Capitol Hill staffers who think they don’t have time to sit down and eat a sushi lunch should think again.
Kyoto — located at 201 Massachusetts Ave. NE — is a fast and satisfying way for congressional aides to quench that sushi craving without sacrificing their afternoon work schedule. The restaurant’s proximity to congressional office buildings — five minutes from the Senate side, 10 from the House side — makes it possible for busy staffers to leave their desks for a worry-free midday meal.
For those who choose to stay, the restaurant offers plenty of tables for groups as large as five. The dining room is adorned with traditional Japanese shoji screens and artwork.
Kyoto won’t break the bank, either — a lunch special with a dozen pieces of sushi costs $9.95.

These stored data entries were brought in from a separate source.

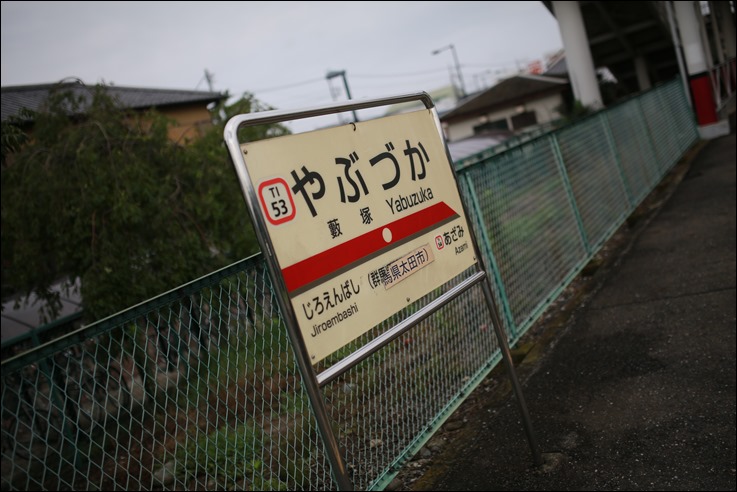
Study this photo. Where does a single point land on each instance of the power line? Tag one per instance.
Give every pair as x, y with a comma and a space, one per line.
411, 74
288, 86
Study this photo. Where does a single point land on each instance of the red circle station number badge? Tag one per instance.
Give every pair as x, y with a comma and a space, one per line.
277, 202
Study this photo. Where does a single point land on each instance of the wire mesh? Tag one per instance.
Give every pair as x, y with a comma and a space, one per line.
198, 388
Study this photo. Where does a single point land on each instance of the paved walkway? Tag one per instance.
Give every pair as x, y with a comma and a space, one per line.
636, 391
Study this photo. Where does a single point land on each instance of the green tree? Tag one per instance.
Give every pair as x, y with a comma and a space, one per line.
101, 194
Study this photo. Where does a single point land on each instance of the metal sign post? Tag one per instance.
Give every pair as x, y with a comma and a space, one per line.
357, 222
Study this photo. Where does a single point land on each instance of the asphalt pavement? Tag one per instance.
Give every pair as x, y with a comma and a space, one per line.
635, 388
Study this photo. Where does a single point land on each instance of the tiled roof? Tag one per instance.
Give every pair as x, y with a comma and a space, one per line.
513, 90
33, 96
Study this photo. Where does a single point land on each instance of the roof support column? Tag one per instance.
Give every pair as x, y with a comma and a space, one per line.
697, 67
725, 19
643, 74
578, 54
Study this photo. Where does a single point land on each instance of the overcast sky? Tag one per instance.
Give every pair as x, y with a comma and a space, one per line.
279, 51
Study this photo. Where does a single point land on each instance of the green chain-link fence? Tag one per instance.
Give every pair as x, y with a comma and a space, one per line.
198, 388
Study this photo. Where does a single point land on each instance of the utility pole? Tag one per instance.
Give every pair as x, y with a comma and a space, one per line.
209, 79
458, 66
341, 73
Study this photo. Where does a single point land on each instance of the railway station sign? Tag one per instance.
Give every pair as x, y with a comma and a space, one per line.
364, 219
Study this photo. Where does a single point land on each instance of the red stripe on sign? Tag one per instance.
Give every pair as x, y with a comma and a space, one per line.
323, 264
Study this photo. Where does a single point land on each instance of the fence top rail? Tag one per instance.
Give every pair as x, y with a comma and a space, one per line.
113, 321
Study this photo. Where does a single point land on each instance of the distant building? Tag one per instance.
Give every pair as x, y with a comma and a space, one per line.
188, 109
513, 105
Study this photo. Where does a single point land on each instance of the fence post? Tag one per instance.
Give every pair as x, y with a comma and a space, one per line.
569, 192
604, 118
488, 251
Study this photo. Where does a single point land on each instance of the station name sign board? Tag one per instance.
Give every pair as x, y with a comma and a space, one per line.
364, 219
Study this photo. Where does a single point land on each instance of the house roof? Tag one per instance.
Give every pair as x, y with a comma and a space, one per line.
33, 96
508, 92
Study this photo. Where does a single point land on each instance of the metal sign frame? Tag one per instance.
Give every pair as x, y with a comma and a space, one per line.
313, 381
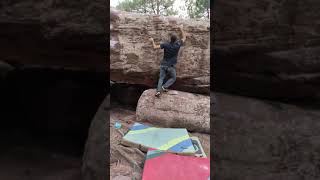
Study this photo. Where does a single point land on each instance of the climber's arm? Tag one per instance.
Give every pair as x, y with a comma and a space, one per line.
153, 44
183, 39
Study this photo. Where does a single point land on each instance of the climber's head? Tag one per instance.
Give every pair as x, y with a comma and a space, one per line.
173, 38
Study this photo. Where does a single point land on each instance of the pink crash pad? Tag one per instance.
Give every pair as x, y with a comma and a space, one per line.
162, 165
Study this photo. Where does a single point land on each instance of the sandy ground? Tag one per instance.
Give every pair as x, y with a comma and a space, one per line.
126, 162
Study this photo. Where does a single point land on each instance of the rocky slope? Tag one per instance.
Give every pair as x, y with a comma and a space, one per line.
267, 49
134, 61
175, 109
255, 139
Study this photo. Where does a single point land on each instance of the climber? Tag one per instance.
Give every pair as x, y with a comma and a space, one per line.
167, 65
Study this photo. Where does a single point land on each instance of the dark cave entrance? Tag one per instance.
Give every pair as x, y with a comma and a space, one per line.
45, 118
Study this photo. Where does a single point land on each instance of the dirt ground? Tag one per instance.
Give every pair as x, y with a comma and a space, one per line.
125, 162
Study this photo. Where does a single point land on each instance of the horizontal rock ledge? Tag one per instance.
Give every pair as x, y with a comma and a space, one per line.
175, 109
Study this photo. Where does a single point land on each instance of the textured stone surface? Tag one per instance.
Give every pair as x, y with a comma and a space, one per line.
267, 48
264, 140
95, 157
68, 34
175, 109
134, 61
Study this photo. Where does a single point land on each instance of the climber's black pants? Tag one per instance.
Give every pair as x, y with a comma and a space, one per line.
164, 70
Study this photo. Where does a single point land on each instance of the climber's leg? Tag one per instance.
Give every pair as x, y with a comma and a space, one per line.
161, 77
172, 73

Add in a fountain drink, and a full sushi lunch can cost less than $13.
The restaurant offers a traditional sushi-by-the-roll menu, including California rolls, tuna rolls, salmon rolls and a variety of special rolls that carry higher price tags. During lunch, however, patrons tend to order the sushi lunch specials, which offer combinations of rolls and nigiri (a piece of raw fish on top of a small clump of rice). These dishes range from $7.95 to $9.95.
If raw fish doesn’t sound appealing, Kyoto has multiple cooked dishes on its menu. Each day of the week, the restaurant has a different special that comes with stir-fried vegetables, salad, rice and a fountain drink for $7. Most of these dishes are teriyaki-variations, but on Wednesday and Thursday, Kyoto offers Chicken and Beef Donburi (meat and vegetables simmered together over rice).

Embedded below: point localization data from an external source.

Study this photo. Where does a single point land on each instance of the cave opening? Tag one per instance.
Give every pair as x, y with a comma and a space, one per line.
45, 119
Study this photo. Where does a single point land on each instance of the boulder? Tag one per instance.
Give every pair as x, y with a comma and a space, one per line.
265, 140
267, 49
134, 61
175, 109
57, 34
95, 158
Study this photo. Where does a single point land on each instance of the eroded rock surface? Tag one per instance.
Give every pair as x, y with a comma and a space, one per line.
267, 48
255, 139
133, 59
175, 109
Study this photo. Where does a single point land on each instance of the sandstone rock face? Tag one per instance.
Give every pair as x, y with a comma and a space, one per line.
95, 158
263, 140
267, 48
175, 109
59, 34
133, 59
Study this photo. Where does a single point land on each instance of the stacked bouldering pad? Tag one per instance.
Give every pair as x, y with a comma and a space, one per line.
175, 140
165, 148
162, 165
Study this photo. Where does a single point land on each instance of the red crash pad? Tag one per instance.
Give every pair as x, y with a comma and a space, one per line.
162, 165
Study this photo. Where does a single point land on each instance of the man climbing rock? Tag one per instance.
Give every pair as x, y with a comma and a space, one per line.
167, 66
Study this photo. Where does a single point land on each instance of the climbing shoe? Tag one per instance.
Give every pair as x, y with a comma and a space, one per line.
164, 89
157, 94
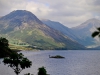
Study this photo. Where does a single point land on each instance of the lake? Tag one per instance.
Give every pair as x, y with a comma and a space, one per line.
76, 62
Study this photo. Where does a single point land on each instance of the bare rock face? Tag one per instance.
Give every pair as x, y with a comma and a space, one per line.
24, 26
85, 30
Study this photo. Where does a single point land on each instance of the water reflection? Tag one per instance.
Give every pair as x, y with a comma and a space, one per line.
75, 63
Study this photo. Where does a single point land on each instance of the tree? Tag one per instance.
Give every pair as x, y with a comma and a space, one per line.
42, 71
17, 62
96, 33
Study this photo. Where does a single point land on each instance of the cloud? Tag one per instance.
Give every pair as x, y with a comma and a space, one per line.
69, 12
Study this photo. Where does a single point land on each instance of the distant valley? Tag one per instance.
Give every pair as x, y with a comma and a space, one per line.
22, 27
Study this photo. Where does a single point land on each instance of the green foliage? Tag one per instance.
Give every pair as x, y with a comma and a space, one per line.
4, 48
17, 62
42, 71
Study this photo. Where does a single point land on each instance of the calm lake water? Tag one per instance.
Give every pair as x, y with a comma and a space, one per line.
76, 62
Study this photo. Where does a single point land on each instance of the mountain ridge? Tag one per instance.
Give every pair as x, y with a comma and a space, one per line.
31, 30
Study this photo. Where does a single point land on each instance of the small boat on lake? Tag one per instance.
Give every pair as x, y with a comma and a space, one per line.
57, 56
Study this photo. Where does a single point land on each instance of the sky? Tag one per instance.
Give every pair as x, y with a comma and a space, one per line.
70, 13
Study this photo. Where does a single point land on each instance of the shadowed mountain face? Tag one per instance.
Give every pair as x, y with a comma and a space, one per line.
60, 27
85, 30
24, 26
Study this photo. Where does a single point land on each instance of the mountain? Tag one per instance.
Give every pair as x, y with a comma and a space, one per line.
60, 27
85, 30
22, 26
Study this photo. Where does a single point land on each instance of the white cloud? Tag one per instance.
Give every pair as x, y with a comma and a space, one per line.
69, 12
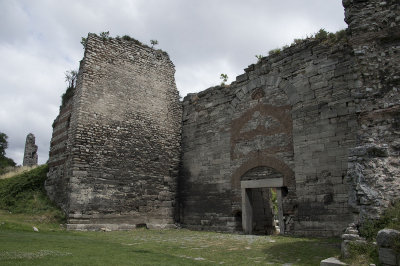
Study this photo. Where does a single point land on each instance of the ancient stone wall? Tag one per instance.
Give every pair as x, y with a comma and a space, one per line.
57, 182
120, 157
324, 116
292, 113
30, 154
318, 123
374, 168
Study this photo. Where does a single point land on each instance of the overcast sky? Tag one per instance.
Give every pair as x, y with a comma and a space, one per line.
40, 40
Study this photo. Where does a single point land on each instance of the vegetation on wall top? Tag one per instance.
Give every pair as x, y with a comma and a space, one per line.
322, 36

Diners should expect to have leftovers if they order one of these specials — the combo of veggies, meat and rice is more than enough to feed one mouth.
Another standout on Kyoto’s menu is the Chicken Gyoza. These crispy, deep-fried dumplings come with rice, salad and a sweet dipping sauce, and are great to share with a group of co-workers. Six dumplings cost $6.95, eight dumplings $7.95.
Though there is nothing fancy about Kyoto’s food or décor, the restaurant’s quick service and cheap specials make it an essential lunch destination for Capitol Hill staffers.
Kyoto also gives staffers a break from the suits and ties of the Capitol — a mixture of law enforcement officials and other locals frequent the restaurant.